Symbolic Computation

The discipline of symbolic computation includes computer algebra, hybrid symbolic-numeric
computation, mathematical knowledge representation and the algebraic aspects of formal methods in computer science, such as rule-based theorem proving. Its goal is to “do mathematics by computer” (Stephen Wolfram), with, we would add, exact or validated answers. Trademarked symbolic computation algorithms are used for computation of a Gröbner basis, lattice basis reduction, polynomial factorization, closed-form summation and integration, and solution in Tarski’s theory of real geometry. Commercial symbolic computation packages (Wolfram’s Mathematica, Maple by Maplesoft, MuPAD inside Matlab) and academic software (Stein’s Sage platform and many smaller programs) today have millions of users.

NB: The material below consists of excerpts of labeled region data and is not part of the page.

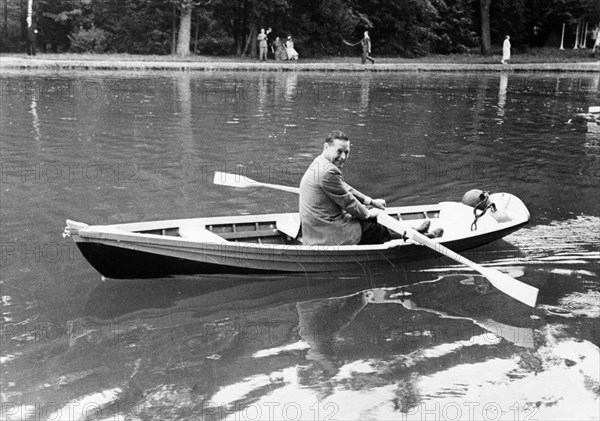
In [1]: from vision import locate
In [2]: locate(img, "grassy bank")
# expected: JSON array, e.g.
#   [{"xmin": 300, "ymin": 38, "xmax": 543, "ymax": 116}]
[{"xmin": 0, "ymin": 48, "xmax": 600, "ymax": 71}]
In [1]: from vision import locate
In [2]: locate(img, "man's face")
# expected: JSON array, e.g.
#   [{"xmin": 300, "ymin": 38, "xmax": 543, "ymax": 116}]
[{"xmin": 323, "ymin": 139, "xmax": 350, "ymax": 169}]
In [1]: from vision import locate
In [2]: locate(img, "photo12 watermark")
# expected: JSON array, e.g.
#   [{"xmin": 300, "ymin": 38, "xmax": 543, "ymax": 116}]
[
  {"xmin": 0, "ymin": 161, "xmax": 140, "ymax": 184},
  {"xmin": 0, "ymin": 78, "xmax": 144, "ymax": 104}
]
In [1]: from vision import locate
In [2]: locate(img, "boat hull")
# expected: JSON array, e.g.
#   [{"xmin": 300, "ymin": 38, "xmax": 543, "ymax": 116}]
[{"xmin": 68, "ymin": 193, "xmax": 529, "ymax": 279}]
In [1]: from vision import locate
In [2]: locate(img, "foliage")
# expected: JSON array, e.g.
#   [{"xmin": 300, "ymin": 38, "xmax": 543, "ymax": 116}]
[
  {"xmin": 0, "ymin": 0, "xmax": 600, "ymax": 57},
  {"xmin": 69, "ymin": 26, "xmax": 110, "ymax": 54}
]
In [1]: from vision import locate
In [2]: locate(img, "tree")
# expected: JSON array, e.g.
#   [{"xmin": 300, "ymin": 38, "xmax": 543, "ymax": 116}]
[
  {"xmin": 175, "ymin": 0, "xmax": 194, "ymax": 57},
  {"xmin": 479, "ymin": 0, "xmax": 492, "ymax": 56}
]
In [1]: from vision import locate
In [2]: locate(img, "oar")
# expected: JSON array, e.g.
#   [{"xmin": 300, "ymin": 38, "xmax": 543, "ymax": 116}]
[
  {"xmin": 214, "ymin": 171, "xmax": 538, "ymax": 307},
  {"xmin": 213, "ymin": 171, "xmax": 300, "ymax": 194},
  {"xmin": 377, "ymin": 212, "xmax": 538, "ymax": 307}
]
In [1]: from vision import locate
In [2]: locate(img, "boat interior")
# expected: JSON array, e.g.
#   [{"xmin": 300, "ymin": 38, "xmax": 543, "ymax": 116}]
[{"xmin": 137, "ymin": 209, "xmax": 440, "ymax": 245}]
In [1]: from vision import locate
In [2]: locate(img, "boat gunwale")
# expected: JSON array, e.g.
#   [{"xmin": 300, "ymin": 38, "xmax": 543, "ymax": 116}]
[{"xmin": 68, "ymin": 210, "xmax": 528, "ymax": 254}]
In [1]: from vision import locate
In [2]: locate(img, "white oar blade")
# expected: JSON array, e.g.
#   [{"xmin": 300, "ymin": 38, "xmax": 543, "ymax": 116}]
[
  {"xmin": 213, "ymin": 171, "xmax": 256, "ymax": 189},
  {"xmin": 480, "ymin": 268, "xmax": 538, "ymax": 307},
  {"xmin": 377, "ymin": 212, "xmax": 538, "ymax": 307}
]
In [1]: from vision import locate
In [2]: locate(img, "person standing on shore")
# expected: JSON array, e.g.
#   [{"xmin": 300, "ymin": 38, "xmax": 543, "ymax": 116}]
[
  {"xmin": 501, "ymin": 35, "xmax": 510, "ymax": 64},
  {"xmin": 285, "ymin": 35, "xmax": 298, "ymax": 60},
  {"xmin": 256, "ymin": 28, "xmax": 271, "ymax": 61},
  {"xmin": 360, "ymin": 31, "xmax": 375, "ymax": 64}
]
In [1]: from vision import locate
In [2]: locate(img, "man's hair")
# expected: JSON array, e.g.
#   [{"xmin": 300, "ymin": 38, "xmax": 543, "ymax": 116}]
[{"xmin": 325, "ymin": 130, "xmax": 348, "ymax": 143}]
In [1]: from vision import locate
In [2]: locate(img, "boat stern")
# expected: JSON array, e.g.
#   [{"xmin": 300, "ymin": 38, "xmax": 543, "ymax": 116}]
[{"xmin": 63, "ymin": 219, "xmax": 90, "ymax": 238}]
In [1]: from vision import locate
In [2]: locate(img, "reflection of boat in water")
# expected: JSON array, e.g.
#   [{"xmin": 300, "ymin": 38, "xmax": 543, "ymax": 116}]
[
  {"xmin": 64, "ymin": 193, "xmax": 530, "ymax": 278},
  {"xmin": 36, "ymin": 270, "xmax": 596, "ymax": 419}
]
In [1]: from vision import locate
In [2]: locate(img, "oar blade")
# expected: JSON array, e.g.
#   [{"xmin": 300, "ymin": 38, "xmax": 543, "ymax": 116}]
[
  {"xmin": 377, "ymin": 212, "xmax": 538, "ymax": 307},
  {"xmin": 213, "ymin": 171, "xmax": 256, "ymax": 189},
  {"xmin": 480, "ymin": 267, "xmax": 538, "ymax": 307}
]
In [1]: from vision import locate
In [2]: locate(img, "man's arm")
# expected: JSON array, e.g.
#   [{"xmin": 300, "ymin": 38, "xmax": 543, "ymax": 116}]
[
  {"xmin": 343, "ymin": 181, "xmax": 386, "ymax": 209},
  {"xmin": 321, "ymin": 170, "xmax": 371, "ymax": 219}
]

Our group pursues the design and implementation of algorithms in symbolic computation. Members focus on such areas as exact linear algebra, sparse interpolation and signal processing, algorithms for problems from algebraic and real geometry and optimization, polynomial root finding and solution of polynomial systems, algebraic solution of difference and differential equations, validation of numerical results, and fast certification of outputs from cloud servers.

Group members maintain active collaborations inside the United States and in Austria, Canada, France, Spain and China, and they consult with software builders and users. They hold leadership roles in journals such as the Journal of Symbolic Computation, in conferences such as the annual International Symposium on Symbolic and Algebraic Computation, and in professional societies such as the Association for Computing Machinery’s Special Interest Group on Symbolic and Algebraic Manipulation and the Society for Industrial and Applied Mathematics’ Activity Group on Applied Algebraic Geometry.